With work to do, private feuds were instantly forgotten. Dawson wheeled his horse and rode back to meet the herd and relay
the Trail Boss’ orders. Within fifteen minutes the two wagons, each with a big cottonwood log lashed on either side, hit the
water. Several times before they reached the far bank it looked bad, but largely due to Dawson’s skill in handling the chore,
they got across safely. Dawson and his hands, including those who had steadied the wagons and mounted the horses led across
for them, returned to the near bank.
“Now for it,” said Brant. “In they go. Thank the Lord the bank is low here and over there, so we don’t have to make dugways.”

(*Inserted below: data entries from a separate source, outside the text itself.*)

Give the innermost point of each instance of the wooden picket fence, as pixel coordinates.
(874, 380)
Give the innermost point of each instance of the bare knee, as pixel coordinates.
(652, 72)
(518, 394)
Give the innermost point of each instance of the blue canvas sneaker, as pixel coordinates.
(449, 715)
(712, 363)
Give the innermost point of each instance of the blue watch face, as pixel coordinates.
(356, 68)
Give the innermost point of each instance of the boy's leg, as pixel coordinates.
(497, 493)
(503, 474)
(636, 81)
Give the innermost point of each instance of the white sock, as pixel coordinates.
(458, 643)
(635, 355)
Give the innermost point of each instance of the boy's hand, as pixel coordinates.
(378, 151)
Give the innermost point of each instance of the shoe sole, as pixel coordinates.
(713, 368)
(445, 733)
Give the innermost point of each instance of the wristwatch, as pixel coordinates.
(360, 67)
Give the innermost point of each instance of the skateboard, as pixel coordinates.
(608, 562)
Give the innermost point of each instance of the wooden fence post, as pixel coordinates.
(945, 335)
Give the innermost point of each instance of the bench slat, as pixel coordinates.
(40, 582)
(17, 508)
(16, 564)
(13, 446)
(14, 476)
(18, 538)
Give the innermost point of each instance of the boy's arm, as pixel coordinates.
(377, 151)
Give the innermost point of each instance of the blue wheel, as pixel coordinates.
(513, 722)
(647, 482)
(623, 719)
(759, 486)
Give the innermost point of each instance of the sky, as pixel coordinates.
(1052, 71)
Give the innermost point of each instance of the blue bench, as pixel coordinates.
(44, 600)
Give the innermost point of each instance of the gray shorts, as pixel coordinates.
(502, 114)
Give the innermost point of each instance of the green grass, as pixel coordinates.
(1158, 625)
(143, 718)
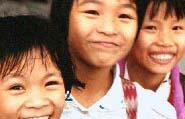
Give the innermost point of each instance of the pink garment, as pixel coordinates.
(178, 93)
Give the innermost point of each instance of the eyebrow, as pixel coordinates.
(124, 5)
(89, 1)
(8, 77)
(57, 74)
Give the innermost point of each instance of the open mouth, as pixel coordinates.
(41, 117)
(162, 58)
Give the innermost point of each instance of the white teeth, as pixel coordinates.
(162, 56)
(44, 117)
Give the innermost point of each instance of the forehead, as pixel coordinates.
(160, 11)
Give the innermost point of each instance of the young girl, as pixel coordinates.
(31, 84)
(159, 45)
(99, 33)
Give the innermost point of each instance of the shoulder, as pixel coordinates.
(182, 78)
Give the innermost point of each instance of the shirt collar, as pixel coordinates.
(106, 102)
(126, 75)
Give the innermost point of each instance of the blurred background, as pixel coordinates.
(38, 7)
(23, 7)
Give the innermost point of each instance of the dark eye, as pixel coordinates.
(177, 28)
(150, 27)
(50, 83)
(17, 87)
(92, 12)
(124, 16)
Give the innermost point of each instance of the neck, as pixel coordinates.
(145, 78)
(98, 81)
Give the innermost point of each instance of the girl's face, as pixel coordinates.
(101, 31)
(160, 43)
(37, 92)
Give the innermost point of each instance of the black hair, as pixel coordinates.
(19, 36)
(60, 13)
(171, 5)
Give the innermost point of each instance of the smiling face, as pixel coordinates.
(101, 31)
(160, 43)
(37, 92)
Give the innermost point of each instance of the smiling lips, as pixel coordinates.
(105, 44)
(42, 117)
(162, 58)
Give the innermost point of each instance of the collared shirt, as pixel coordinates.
(154, 105)
(110, 106)
(163, 90)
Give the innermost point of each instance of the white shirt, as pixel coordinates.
(110, 106)
(154, 105)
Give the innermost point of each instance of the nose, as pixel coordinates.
(36, 99)
(165, 39)
(107, 26)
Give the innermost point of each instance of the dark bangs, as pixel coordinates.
(171, 5)
(19, 36)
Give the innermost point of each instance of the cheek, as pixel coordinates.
(129, 30)
(10, 105)
(58, 98)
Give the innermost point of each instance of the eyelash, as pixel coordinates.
(51, 83)
(17, 87)
(177, 28)
(150, 27)
(92, 12)
(125, 16)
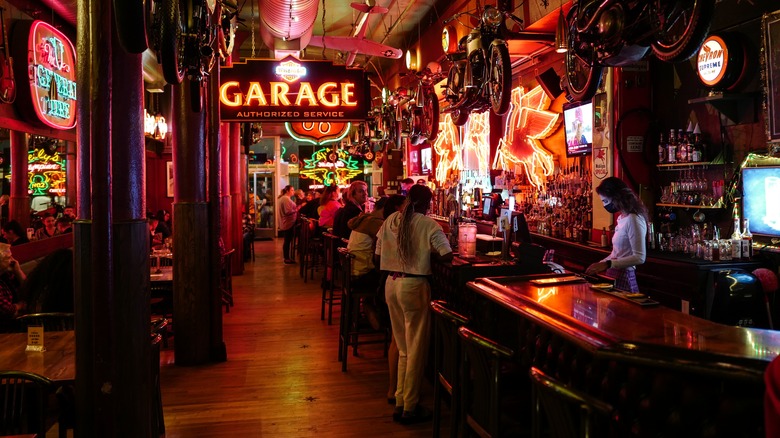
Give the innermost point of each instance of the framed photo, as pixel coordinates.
(770, 25)
(169, 177)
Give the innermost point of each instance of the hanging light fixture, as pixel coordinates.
(561, 33)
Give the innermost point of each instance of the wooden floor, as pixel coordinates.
(282, 377)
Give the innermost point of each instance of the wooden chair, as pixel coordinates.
(352, 326)
(333, 284)
(49, 321)
(488, 406)
(569, 413)
(23, 399)
(446, 347)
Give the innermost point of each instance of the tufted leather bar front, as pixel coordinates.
(666, 374)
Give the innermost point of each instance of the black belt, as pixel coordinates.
(405, 275)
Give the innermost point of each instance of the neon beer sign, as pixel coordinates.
(51, 71)
(270, 90)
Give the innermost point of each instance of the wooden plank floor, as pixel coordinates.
(282, 377)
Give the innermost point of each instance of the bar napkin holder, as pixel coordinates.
(35, 339)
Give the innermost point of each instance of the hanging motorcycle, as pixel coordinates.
(420, 111)
(481, 73)
(612, 33)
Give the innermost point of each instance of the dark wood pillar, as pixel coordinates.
(96, 384)
(19, 202)
(191, 287)
(130, 307)
(218, 351)
(235, 194)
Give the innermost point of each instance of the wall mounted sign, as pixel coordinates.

He gave a last glance into the ominous west. He could see less than a mile along the course of the river now, because of the
mists that were thickening over the water.
The yelling cowboys sent the cattle into the river with a rush. The cows didn’t want to go, but they went. At first they sloshed
through the shallows, bellowing complaints. A moment later, however, they were swimming. Brant, sitting his horse at the water’s
edge, watched with a darkening face.
“She’s getting higher by the minute,” he told Webb. “I don’t like it, but maybe we’ll pull through.”
Cole Dawson was working like a demon. His roaring voice sounded loud above the turmoil as
he cursed the cows, the river and the hands. From time to time he darted a sneering glance at Austin Brant. As the last of
the herd bawl-bellered into the water, he sent his horse plunging for the river.
“That feller’s got nerve,” observed Norman Kane, who had remained on the hither side of the river to watch the Running W cows
take the water. “He—hell and blazes!”
Brant and Webb followed his staring eyes and swore in turn. Less than a quarter of a mile upstream, racing through the swirling
mists, was a solid wall of water a full ten feet in height. Its tossing crest was speckled with uprooted trees and bushes.
Roaring, thundering, it hurtled downstream.